Halim menuturkan, saudara tuanya ditahan karena terlibat aktif di Concentraci Gerakan Mahasiswa Indonesia (CGMI) saat berkuliah di sebuah kampus negeri di Bandung. Namanya tercatat sebagai pentolan aktivis organisasi.
Dia menceritakan, sebelum dikirim ke Pulau Buru, kakaknya sempat menjalani masa tahanan di Rutan Militer Bandung. Enam bulan kemudian, surat pos tiba di rumah. Isinya mengabarkan bahwa kakaknya sudah dipindahkan ke timur Indonesia. Sejak ditangkap hingga dijadikan tahanan politik, keluarga Halim hanya berkomunikasi lewat pos. Perasaan cemas menyangkut kondisi kesehatan kakaknya di Pulau Buru terus menggelayuti mereka dari hari ke hari.

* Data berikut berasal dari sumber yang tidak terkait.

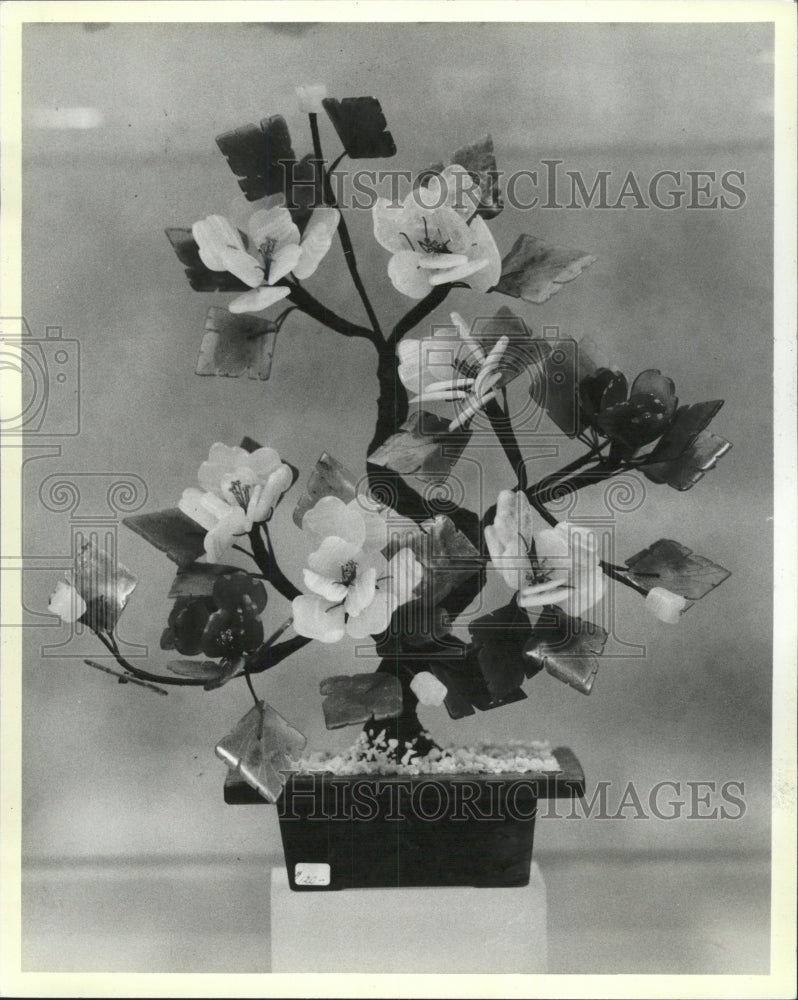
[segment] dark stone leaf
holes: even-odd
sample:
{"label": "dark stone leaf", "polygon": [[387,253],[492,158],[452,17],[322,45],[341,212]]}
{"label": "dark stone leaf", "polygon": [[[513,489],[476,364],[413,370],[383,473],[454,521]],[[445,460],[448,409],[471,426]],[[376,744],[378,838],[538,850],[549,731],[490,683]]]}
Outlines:
{"label": "dark stone leaf", "polygon": [[504,207],[499,195],[499,171],[496,169],[496,157],[493,153],[493,139],[486,135],[468,146],[462,146],[452,156],[452,163],[461,167],[479,181],[480,201],[477,215],[483,219],[492,219]]}
{"label": "dark stone leaf", "polygon": [[167,229],[177,259],[185,265],[186,277],[195,292],[245,292],[245,285],[229,271],[211,271],[199,256],[199,247],[190,229]]}
{"label": "dark stone leaf", "polygon": [[607,642],[599,625],[571,618],[558,607],[543,609],[524,656],[532,667],[546,670],[582,694],[590,694],[598,671],[598,659]]}
{"label": "dark stone leaf", "polygon": [[661,538],[626,560],[629,576],[645,590],[664,587],[688,601],[698,601],[731,576],[704,556],[669,538]]}
{"label": "dark stone leaf", "polygon": [[178,507],[153,514],[134,514],[123,518],[122,524],[178,566],[188,567],[205,554],[205,531]]}
{"label": "dark stone leaf", "polygon": [[530,384],[529,394],[564,434],[574,437],[587,426],[579,405],[579,387],[598,369],[606,369],[605,359],[588,338],[577,341],[563,337],[546,343],[551,350],[540,378]]}
{"label": "dark stone leaf", "polygon": [[376,97],[325,97],[324,110],[353,160],[394,156],[396,145]]}
{"label": "dark stone leaf", "polygon": [[246,313],[237,315],[211,306],[197,358],[197,375],[227,375],[268,379],[277,342],[271,320]]}
{"label": "dark stone leaf", "polygon": [[629,398],[631,399],[637,395],[653,396],[655,399],[661,399],[669,418],[676,412],[678,403],[676,399],[676,386],[673,383],[673,379],[669,379],[666,375],[663,375],[658,368],[647,368],[645,371],[640,372],[634,382],[632,382],[632,388],[629,390]]}
{"label": "dark stone leaf", "polygon": [[238,186],[248,201],[285,192],[296,156],[282,115],[224,132],[216,137],[216,145],[239,178]]}
{"label": "dark stone leaf", "polygon": [[353,726],[368,719],[387,719],[402,711],[402,687],[387,673],[326,677],[319,685],[328,729]]}
{"label": "dark stone leaf", "polygon": [[680,406],[668,430],[651,452],[650,463],[671,462],[683,454],[723,406],[722,399]]}
{"label": "dark stone leaf", "polygon": [[595,259],[583,250],[553,246],[537,236],[524,234],[502,261],[502,276],[495,290],[540,305]]}
{"label": "dark stone leaf", "polygon": [[[385,550],[386,558],[390,559],[401,548],[411,549],[424,568],[419,603],[427,609],[440,604],[485,565],[479,551],[445,514],[439,514],[415,529],[397,531]],[[418,613],[414,609],[415,603],[404,605],[409,618]]]}
{"label": "dark stone leaf", "polygon": [[480,670],[494,698],[505,698],[520,688],[527,673],[528,661],[523,650],[530,636],[532,625],[526,612],[519,608],[515,598],[503,608],[497,608],[469,623]]}
{"label": "dark stone leaf", "polygon": [[113,632],[136,587],[137,579],[130,570],[89,539],[76,552],[67,579],[86,602],[78,620],[95,632]]}
{"label": "dark stone leaf", "polygon": [[653,483],[667,483],[675,490],[689,490],[714,469],[719,458],[731,450],[731,443],[709,431],[701,431],[686,451],[670,462],[641,466]]}
{"label": "dark stone leaf", "polygon": [[240,573],[237,566],[225,566],[222,563],[193,563],[185,569],[179,569],[169,588],[170,598],[174,597],[210,597],[217,577],[224,573]]}
{"label": "dark stone leaf", "polygon": [[237,771],[268,802],[276,802],[307,740],[265,702],[253,706],[216,745],[216,756]]}
{"label": "dark stone leaf", "polygon": [[474,648],[460,660],[431,661],[429,670],[446,687],[444,705],[453,719],[473,715],[475,709],[488,712],[526,698],[520,687],[508,690],[501,697],[493,695],[482,674]]}
{"label": "dark stone leaf", "polygon": [[302,518],[322,497],[338,497],[349,503],[357,496],[357,479],[338,459],[323,452],[308,476],[307,492],[294,509],[294,524],[302,527]]}
{"label": "dark stone leaf", "polygon": [[167,670],[180,677],[192,677],[198,681],[216,681],[227,673],[227,666],[213,660],[170,660]]}
{"label": "dark stone leaf", "polygon": [[255,614],[214,611],[202,633],[202,652],[209,657],[249,653],[263,643],[263,622]]}
{"label": "dark stone leaf", "polygon": [[175,601],[169,614],[168,631],[178,653],[196,656],[202,651],[205,626],[215,610],[209,597],[179,597]]}
{"label": "dark stone leaf", "polygon": [[416,410],[369,461],[422,482],[444,483],[470,438],[470,431],[450,433],[448,420]]}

“Kakak saya ditahan tanpa diproses hukum sama sekali di Rutan Militer Bandung. (Saya tahu) Karena dari kecil saya sudah rajin membaca koran. Dari situ, saya tahu banyak orang yang sedang ditahan dan dikirim ke Pulau Buru. Barulah saya sadar bahwa ‘timur’ yang dimaksud isi surat itu adalah Pulau Buru,” kata Halim yang kini aktif sebagai Humas di Paguyuban Sosial Marga Tionghoa Indonesia (PSMTI) Cirebon.

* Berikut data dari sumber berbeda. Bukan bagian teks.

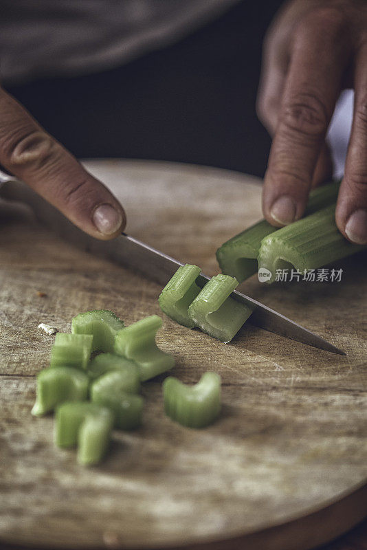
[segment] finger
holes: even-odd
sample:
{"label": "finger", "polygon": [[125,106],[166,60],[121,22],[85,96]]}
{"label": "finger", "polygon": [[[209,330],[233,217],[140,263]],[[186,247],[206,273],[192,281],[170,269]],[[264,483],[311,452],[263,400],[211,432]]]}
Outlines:
{"label": "finger", "polygon": [[263,195],[264,214],[278,227],[304,210],[351,47],[338,12],[318,10],[295,34],[279,121]]}
{"label": "finger", "polygon": [[108,189],[1,89],[0,163],[93,236],[110,239],[124,228]]}
{"label": "finger", "polygon": [[353,243],[367,243],[367,45],[357,54],[352,132],[335,220]]}

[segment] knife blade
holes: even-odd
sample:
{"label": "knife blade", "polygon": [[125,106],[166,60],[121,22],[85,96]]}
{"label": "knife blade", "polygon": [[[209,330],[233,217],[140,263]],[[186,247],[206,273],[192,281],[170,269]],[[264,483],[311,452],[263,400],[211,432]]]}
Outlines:
{"label": "knife blade", "polygon": [[[125,233],[112,241],[94,239],[78,229],[30,187],[1,170],[0,195],[8,200],[28,204],[41,223],[78,248],[137,271],[162,286],[184,265]],[[210,277],[201,274],[197,283],[202,287],[209,279]],[[253,309],[248,321],[252,324],[326,351],[345,355],[324,338],[256,300],[236,290],[231,296]]]}

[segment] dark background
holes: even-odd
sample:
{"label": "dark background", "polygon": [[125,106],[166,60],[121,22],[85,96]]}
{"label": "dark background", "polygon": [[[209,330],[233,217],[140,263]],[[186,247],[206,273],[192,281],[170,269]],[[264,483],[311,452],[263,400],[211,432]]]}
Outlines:
{"label": "dark background", "polygon": [[208,164],[263,175],[262,42],[281,0],[240,3],[164,50],[98,74],[8,87],[78,157]]}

Waktu terus berjalan, namun perlakuan diskriminasi yang dialami Halim dan keluarga tak berhenti di sana. Masa kanak-kanaknya kurang begitu indah. Orang-orang sekitar rumah mulai menjauh. Bahkan, teman mainnya enggan kembali berkunjung ke rumah.
Perubahan drastis sikap orang sekelilingnya membuat Halim dan keluarga makin terpojok. Dia tak pernah membayangkan jika teman-teman dekat akan memperlakukannya sebagai orang bersalah karena beretnis Tionghoa dan menyandang tuduhan komunis yang dibangun pemerintah.
“Sahabat dekat sampai enggak mau bermain lagi sama saya. Dia bilang, saya Cina, jadi tidak boleh dekat-dekat. Bayangkan, anak sekecil itu sudah punya pandangan seperti itu. Entah siapa yang mengajarkan. Hingga saya sadar bahwa pemerintah saat itu membangun stigma yang buruk kepada etnis Tionghoa,” tutur Halim mengisahkan pengalamannya waktu duduk di kursi sekolah dasar.
1. Pernikahan Ong Tien-Sunan Gunug Jati: Simbol ikatan cinta etnis Cirebon dan Tiongkok
Kendati demikian, Halim mengaku tidak mengutuk orang-orang yang pernah menjauhinya karena identitas etnis. Dalam benaknya, perlakuan diskriminasi yang dialami oleh keluarga tak lebih dari korban keputusan politik di masa Orde Baru. Padahal menurutnya, jika bangsa ini mau jujur dan meneladani betul sejarah pertalian Nusantara dengan Tiongkok, diskriminasi terhadap etnis Tionghoa tak akan pernah terjadi.
Halim mengingatkan kembali akan sosok Ong Tien, seorang istri Sunan Gunung Jati berdarah Tiongkok. Sebagai orang terlahir di Cirebon, kisah pernikahan Ong Tien dan Sunan Gunung Jati patut dijadikan inspirasi.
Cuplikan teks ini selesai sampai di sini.